Oscars 2008

Has 2007 been a great year for the movies? I think so. Have the Oscars been reflective of that? Not so much.

Certain movies have overshadowed much of everything else that went on during the year. There are movies that are good, and those that do well at the Oscars.

In the former category, Before the Devil Knows You are Dead was largely unnoticed. It does have the oscillating non-linear narrative, but the dialogue is brilliant. Albert Finney, Ethan Hawke and Philip Seymour Hoffman are excellent in this fast-paced story of family, personal demons, and things spiralling quickly out of control. Nominations - 0.
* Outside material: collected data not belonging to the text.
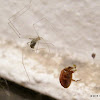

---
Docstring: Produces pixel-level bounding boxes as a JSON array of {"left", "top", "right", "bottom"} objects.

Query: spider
[{"left": 8, "top": 3, "right": 54, "bottom": 81}]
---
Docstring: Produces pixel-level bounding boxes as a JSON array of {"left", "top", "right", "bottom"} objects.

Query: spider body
[
  {"left": 29, "top": 37, "right": 41, "bottom": 49},
  {"left": 28, "top": 36, "right": 41, "bottom": 49},
  {"left": 30, "top": 42, "right": 36, "bottom": 48}
]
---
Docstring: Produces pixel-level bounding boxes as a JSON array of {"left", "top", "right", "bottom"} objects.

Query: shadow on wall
[{"left": 0, "top": 78, "right": 56, "bottom": 100}]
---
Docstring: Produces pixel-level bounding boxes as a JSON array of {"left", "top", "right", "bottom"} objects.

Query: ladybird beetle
[
  {"left": 91, "top": 53, "right": 96, "bottom": 59},
  {"left": 59, "top": 65, "right": 80, "bottom": 88}
]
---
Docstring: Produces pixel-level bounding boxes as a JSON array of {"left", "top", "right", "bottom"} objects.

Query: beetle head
[
  {"left": 70, "top": 65, "right": 77, "bottom": 72},
  {"left": 64, "top": 66, "right": 73, "bottom": 72},
  {"left": 67, "top": 66, "right": 73, "bottom": 70}
]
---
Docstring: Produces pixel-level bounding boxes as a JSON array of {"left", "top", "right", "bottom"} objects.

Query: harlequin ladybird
[{"left": 59, "top": 65, "right": 80, "bottom": 88}]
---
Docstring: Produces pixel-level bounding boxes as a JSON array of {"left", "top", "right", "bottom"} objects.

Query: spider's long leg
[
  {"left": 32, "top": 17, "right": 54, "bottom": 37},
  {"left": 8, "top": 0, "right": 33, "bottom": 38},
  {"left": 33, "top": 21, "right": 41, "bottom": 37},
  {"left": 35, "top": 41, "right": 39, "bottom": 53},
  {"left": 34, "top": 41, "right": 47, "bottom": 52},
  {"left": 44, "top": 18, "right": 56, "bottom": 32},
  {"left": 39, "top": 42, "right": 54, "bottom": 46},
  {"left": 29, "top": 38, "right": 34, "bottom": 40},
  {"left": 33, "top": 18, "right": 56, "bottom": 53},
  {"left": 9, "top": 0, "right": 32, "bottom": 21},
  {"left": 0, "top": 80, "right": 6, "bottom": 94},
  {"left": 32, "top": 48, "right": 46, "bottom": 52},
  {"left": 27, "top": 42, "right": 30, "bottom": 45},
  {"left": 0, "top": 78, "right": 10, "bottom": 96},
  {"left": 8, "top": 21, "right": 21, "bottom": 38},
  {"left": 41, "top": 39, "right": 50, "bottom": 54},
  {"left": 4, "top": 79, "right": 10, "bottom": 96},
  {"left": 22, "top": 47, "right": 30, "bottom": 82}
]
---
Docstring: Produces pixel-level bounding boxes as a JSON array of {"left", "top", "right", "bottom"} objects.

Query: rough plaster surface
[{"left": 0, "top": 0, "right": 100, "bottom": 100}]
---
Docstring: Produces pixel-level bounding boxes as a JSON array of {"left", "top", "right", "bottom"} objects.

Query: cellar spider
[
  {"left": 8, "top": 3, "right": 55, "bottom": 81},
  {"left": 22, "top": 20, "right": 55, "bottom": 81}
]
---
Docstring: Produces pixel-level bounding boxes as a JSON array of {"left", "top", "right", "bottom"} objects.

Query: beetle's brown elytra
[{"left": 59, "top": 65, "right": 80, "bottom": 88}]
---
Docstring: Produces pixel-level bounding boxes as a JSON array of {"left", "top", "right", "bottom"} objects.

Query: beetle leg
[
  {"left": 73, "top": 69, "right": 77, "bottom": 72},
  {"left": 72, "top": 79, "right": 80, "bottom": 82}
]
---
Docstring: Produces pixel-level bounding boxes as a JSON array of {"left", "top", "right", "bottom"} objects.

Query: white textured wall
[{"left": 0, "top": 0, "right": 100, "bottom": 100}]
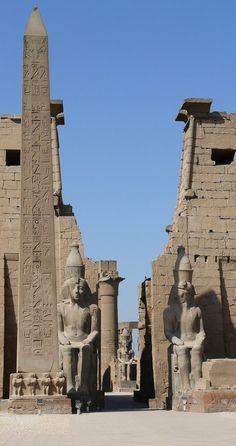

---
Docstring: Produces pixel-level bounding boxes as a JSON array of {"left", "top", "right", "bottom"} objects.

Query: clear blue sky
[{"left": 1, "top": 1, "right": 236, "bottom": 322}]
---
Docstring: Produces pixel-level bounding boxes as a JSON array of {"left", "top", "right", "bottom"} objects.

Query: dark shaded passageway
[{"left": 104, "top": 392, "right": 147, "bottom": 412}]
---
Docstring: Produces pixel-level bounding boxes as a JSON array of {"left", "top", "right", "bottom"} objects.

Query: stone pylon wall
[
  {"left": 0, "top": 115, "right": 100, "bottom": 397},
  {"left": 144, "top": 99, "right": 236, "bottom": 408}
]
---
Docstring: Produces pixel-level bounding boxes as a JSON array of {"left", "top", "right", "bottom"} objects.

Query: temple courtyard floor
[{"left": 1, "top": 392, "right": 236, "bottom": 446}]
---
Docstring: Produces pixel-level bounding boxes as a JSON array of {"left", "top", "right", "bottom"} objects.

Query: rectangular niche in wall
[
  {"left": 211, "top": 148, "right": 235, "bottom": 165},
  {"left": 5, "top": 149, "right": 21, "bottom": 166}
]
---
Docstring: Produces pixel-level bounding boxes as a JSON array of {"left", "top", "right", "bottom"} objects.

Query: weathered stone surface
[
  {"left": 18, "top": 7, "right": 58, "bottom": 372},
  {"left": 190, "top": 390, "right": 236, "bottom": 413},
  {"left": 0, "top": 9, "right": 121, "bottom": 401},
  {"left": 58, "top": 263, "right": 99, "bottom": 403},
  {"left": 202, "top": 359, "right": 236, "bottom": 388},
  {"left": 135, "top": 278, "right": 155, "bottom": 403},
  {"left": 99, "top": 267, "right": 124, "bottom": 391},
  {"left": 164, "top": 254, "right": 205, "bottom": 403},
  {"left": 8, "top": 396, "right": 71, "bottom": 414},
  {"left": 117, "top": 327, "right": 135, "bottom": 384},
  {"left": 9, "top": 371, "right": 66, "bottom": 397},
  {"left": 195, "top": 378, "right": 211, "bottom": 390},
  {"left": 138, "top": 98, "right": 236, "bottom": 410}
]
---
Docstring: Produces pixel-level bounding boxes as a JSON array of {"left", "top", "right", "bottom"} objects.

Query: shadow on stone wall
[
  {"left": 102, "top": 366, "right": 111, "bottom": 392},
  {"left": 139, "top": 336, "right": 155, "bottom": 401},
  {"left": 3, "top": 259, "right": 17, "bottom": 398},
  {"left": 219, "top": 259, "right": 236, "bottom": 357},
  {"left": 137, "top": 280, "right": 155, "bottom": 403},
  {"left": 195, "top": 289, "right": 224, "bottom": 359}
]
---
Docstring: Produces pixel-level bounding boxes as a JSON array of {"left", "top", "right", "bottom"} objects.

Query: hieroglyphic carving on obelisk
[{"left": 18, "top": 7, "right": 59, "bottom": 372}]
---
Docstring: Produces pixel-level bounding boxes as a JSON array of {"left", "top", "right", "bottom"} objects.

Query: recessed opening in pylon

Another movie that sort of died too soon was The Darjeeling Unlimited. Wes Anderson is the heir to Robert Altman in many ways. The soundtrack was a homage to the Merchant-Ivory 'Bombay Talkies'. But, India was simply a backdrop. With the same actors and the same sort of story, this is what can be called a paraquel to the Royal Tenenbaums.

In the Oscar-friendly category we have Exhibit A - No Country For Old Men - lot's of great actors, wonderful locations, complex plot with parallel stories. The Babel of last year. Then there is a new kind of movie that is gaining favour, Exhibit B - Juno - a dramatic-comedy on a serious issue, with very likable characters, an unusual soundtrack, and new actors. The Little Miss Sunshine of the year. These two represent the two extremes - the much larger than life and the true 1:1 scale that are very Oscar friendly. The old staple - the biopic also always works. Everything else seems to fall between the cracks. The real shocker has been Michael Clayton. A good movie, but far from outstanding that I feel has been undeservedly been overrepresented. Perhaps indication of the clout of the people behind the movie?


Predictions up next...

3 comments:

Sumedha said...

'The Diving Bell and the Butterfly' is, in my opinion, the best movie of 2007. The French had an abundance of riches last year, so it isn't even nominated in the best foreign film category. The French sent in the politically sensitive 'Persepolis' instead.

'La Vie En Rose' and 'The Darjeeling Limited' did get largely ignored, not to mention 'The Namesake'.

Ashutosh said...

I have not watched The Bell, but Before The Devil Knows was amazing. It's not often that a movie has made me feel so gloomy.
Ebert agrees with you on Hoffman's versatility.
Other than that, all the awards seemed well-deserved and there were no surprises. The ceremony itself did not seem so glamorous to me this time, and at times even labored; Jon Stewart hardly got time to do his act well. Next on my list is Persepolis which has been much lauded.

Hirak said...

Yeah, the Jon as a host is mediocre. The writer's strike is over, couldn't he get better jokes?